The website of the American College of Pediatricians is full of helpful information, including extensive parent resources and a well-referenced article on “The Myth About Suicide and Gender Dysphoric Children.” CMDA’s Ethics Statement on Transgender Identification and a letter to the editor in The Journal of Clinical Endocrinology & Metabolism give references and thoughtful arguments. The founder of 4thWaveNow considers herself “left-leaning” yet saw a need to bring together “a community of people who question the medicalization of gender-atypical youth.”
The families of 1,000 children and adolescents who were “rushed into treatment” at the Tavistock gender-identity clinic in London, England recently filed a class-action lawsuit, stating they “suffered life-changing and, in some cases, irreversible effects.” I predict Great Britain is only a few years ahead of us here in the U.S. There will be a flood of lawsuits in the coming years, mark my words. You heard it here first.

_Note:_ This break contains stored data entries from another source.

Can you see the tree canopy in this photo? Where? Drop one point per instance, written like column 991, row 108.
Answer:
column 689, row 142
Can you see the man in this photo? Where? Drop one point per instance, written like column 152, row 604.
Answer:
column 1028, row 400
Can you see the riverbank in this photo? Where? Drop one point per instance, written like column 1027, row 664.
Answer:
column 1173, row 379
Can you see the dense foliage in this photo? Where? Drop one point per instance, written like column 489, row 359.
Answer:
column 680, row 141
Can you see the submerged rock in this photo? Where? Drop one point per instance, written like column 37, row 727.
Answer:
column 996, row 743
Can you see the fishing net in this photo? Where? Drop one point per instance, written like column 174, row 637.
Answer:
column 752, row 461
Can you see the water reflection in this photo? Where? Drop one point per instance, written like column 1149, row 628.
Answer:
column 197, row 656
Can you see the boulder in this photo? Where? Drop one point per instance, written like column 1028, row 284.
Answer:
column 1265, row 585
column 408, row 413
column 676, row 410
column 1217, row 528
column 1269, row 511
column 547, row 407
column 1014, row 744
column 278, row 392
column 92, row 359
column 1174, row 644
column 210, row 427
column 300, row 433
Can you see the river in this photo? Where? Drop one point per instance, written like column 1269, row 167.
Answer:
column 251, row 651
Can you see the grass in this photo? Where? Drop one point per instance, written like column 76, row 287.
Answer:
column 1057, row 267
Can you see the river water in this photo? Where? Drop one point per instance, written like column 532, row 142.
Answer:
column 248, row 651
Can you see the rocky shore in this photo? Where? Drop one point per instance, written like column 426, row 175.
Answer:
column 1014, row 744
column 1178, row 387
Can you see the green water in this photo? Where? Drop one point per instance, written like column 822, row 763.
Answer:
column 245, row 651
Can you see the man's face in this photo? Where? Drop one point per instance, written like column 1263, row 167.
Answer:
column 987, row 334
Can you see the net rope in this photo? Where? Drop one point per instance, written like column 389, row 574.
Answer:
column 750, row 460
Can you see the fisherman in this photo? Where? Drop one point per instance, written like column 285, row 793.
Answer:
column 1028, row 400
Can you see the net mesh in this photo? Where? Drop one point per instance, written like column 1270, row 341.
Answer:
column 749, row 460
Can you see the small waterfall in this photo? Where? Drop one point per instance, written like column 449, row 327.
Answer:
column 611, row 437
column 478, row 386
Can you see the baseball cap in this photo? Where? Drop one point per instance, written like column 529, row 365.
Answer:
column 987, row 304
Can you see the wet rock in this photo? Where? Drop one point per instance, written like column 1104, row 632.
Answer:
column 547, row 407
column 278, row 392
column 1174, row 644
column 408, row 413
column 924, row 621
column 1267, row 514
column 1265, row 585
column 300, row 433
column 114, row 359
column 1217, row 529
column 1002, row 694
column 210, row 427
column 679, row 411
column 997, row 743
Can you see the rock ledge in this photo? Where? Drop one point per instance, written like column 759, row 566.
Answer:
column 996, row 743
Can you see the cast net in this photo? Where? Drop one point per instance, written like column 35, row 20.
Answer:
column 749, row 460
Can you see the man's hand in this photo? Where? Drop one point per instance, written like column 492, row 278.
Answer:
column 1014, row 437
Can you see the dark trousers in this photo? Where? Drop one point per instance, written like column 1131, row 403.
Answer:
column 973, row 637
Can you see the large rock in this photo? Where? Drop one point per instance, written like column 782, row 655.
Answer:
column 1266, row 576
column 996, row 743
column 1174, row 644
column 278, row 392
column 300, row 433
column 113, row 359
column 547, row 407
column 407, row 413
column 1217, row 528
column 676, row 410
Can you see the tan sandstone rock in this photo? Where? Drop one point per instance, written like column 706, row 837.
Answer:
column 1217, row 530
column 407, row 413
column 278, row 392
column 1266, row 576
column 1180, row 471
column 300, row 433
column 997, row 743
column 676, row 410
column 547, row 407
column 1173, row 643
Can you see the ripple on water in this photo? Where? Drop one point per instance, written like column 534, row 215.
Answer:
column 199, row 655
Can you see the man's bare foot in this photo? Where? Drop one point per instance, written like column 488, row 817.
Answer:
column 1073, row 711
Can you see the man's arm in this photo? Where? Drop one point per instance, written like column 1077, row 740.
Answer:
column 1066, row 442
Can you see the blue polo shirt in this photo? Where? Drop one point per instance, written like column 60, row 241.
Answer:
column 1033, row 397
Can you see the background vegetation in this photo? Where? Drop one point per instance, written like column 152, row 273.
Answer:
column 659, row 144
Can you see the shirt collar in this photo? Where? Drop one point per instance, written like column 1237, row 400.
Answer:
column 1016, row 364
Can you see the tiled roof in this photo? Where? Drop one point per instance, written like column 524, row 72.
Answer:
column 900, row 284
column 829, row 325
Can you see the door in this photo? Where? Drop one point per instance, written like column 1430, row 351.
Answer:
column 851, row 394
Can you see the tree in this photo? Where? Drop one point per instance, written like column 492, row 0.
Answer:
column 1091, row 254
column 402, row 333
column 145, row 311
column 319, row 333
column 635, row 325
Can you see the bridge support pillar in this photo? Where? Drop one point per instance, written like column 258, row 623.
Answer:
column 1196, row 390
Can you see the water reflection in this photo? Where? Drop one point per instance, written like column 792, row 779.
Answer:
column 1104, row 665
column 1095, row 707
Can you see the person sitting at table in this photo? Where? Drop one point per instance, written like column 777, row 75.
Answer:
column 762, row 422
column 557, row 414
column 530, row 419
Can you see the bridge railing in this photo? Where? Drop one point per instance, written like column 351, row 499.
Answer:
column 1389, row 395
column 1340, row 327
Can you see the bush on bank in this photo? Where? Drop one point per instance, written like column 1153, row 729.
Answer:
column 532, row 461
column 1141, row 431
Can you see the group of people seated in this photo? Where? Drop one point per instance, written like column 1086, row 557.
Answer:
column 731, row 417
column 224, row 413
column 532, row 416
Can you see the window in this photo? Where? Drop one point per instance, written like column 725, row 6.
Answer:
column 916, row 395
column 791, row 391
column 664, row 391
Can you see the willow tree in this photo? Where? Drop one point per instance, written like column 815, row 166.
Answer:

On page 70 of Doctor Ice Pick, Claire Prentice, writing about Walter Freeman, the wildly enthusiastic proponent of the ice pick lobotomy, concludes with a sober warning:
“Operation Ice Pick, when political power, medical orthodoxy, and an unquestioning press aligned behind a flawed man with a zealous belief in a dangerous and unproven medical procedure, should be remembered as a terrible parable of misplaced certainty and lax oversight.”
What is the best way to treat mental illness? Not with an ice pick lobotomy. What is the best way to treat gender dysphoria? Not with surgery to remove healthy organs. The future health and well-being of thousands of patients hangs in the balance.